The module is calibrated, and behaves as expected, in that if you slowly rotate it in a circle, it accurately shows your heading (yaw). But I’m surprised at the amount of noise. The attached image shows standard deviation of 14 degrees with the module sitting still. I tried a moving average but that slows response a lot and still deviates by half a degree. Is this what I should expect?
Second question: to reduce the possibility of I2C noise, I tried to remove the pull-up jumper on the board (the chip itself has a built-in pull-up). To remove the jumper, I cut the two tiny traces between the three rectangles in the relevant part of the board. Did I do that correctly?
Teleplot image here.
Please post images in line as shown below (drag them into the post editor window).
You do not appear to be calculating the standard deviation (root mean square difference) correctly, and the average seems to be drifting, suggesting that the gyro offsets are not well determined. Just eyeballing the plot on the left, I would guess that for a drift-free set of measurements, SD = ~3 degrees, which is perhaps a bit larger than one would expect from the combined noise figures in the sensor data sheet.

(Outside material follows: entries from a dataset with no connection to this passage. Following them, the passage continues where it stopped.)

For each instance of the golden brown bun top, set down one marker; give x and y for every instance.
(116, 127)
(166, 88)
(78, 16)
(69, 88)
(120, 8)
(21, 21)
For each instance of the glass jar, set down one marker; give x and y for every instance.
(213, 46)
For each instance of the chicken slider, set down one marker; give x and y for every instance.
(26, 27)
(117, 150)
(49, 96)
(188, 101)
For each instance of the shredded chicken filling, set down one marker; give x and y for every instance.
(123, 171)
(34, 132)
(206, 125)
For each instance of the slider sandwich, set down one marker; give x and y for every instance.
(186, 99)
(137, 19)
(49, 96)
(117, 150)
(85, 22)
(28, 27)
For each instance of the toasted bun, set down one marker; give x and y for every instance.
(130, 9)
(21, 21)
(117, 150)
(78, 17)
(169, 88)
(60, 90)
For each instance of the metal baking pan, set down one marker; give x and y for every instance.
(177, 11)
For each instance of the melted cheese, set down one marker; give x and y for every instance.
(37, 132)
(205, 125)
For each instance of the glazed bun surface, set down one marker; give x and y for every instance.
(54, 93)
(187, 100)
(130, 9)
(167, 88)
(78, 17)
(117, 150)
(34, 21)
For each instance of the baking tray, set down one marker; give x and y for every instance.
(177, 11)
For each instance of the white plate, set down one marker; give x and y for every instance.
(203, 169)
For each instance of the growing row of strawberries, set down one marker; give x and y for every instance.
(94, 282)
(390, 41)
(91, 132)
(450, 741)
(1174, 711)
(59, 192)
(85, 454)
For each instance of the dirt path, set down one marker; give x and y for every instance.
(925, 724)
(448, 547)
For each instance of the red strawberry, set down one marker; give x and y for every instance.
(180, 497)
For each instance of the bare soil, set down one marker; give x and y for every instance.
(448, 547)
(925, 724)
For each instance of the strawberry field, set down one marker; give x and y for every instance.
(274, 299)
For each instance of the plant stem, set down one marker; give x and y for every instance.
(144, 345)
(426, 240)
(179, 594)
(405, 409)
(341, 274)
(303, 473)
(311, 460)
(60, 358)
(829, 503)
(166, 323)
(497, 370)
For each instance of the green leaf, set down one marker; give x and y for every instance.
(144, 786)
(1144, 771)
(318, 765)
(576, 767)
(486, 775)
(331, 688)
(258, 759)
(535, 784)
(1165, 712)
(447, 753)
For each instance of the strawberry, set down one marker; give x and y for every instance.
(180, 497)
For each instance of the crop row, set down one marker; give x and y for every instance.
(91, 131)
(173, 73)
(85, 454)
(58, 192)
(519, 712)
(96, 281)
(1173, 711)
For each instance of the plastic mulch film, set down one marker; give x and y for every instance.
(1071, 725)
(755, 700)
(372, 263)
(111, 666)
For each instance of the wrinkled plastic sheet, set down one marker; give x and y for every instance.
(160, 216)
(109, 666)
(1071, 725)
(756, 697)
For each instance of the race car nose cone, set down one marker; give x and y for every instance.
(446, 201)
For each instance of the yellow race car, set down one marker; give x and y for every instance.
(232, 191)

Thanks for that information. I am using ICM_20948_Mahony.ino, unmodified except for the Serial.print() to Teleplot. I got the gyro offsets from ICM_20948_get_cal_data.ino.
The offsets vary some, each time I run get_cal_data, even when the module is sitting still:
float G_offset[3] = {-18.3, 37.2, 24.8};
//G_offset[3] = {-15.2, 19.4, 14.1, };
//G_offset[3] = {-36.6, 29.0, 9.8, };
//G_offset[3] = {-23.0, 49.6, 22.5, };
I think the issue might be timing related. When I use the same code in another application, the IMU checks are less frequent, and the “noise” seems worse.
In the original code, I added a delay(100) to the loop() and I get this:
The error is very consistent. I’m still investigating, but haven’t seen anything obvious.
Also, if I uncomment the line:
Gxyz[0] = Gxyz[1] = Gxyz[2] = 0;
I get much more stable readings, but presumably then you’re not using the gyro at all?
That line sets all the gyro rotation rates for zero and is only there for testing purposes.
In the original code, I added a delay(100) to the loop()
That is a very bad idea. The IMU data have to be sampled very frequently or the numerical integration will fail. Even printing angles too often creates a problem.
The IMU sample and orientation update rate should be at least 50 Hz for good results.
If you want help with code problems, post the code, using code tags.
I put the IMU poll in a task loop running on core 1 and it seems to be working much better. Thank you for your help.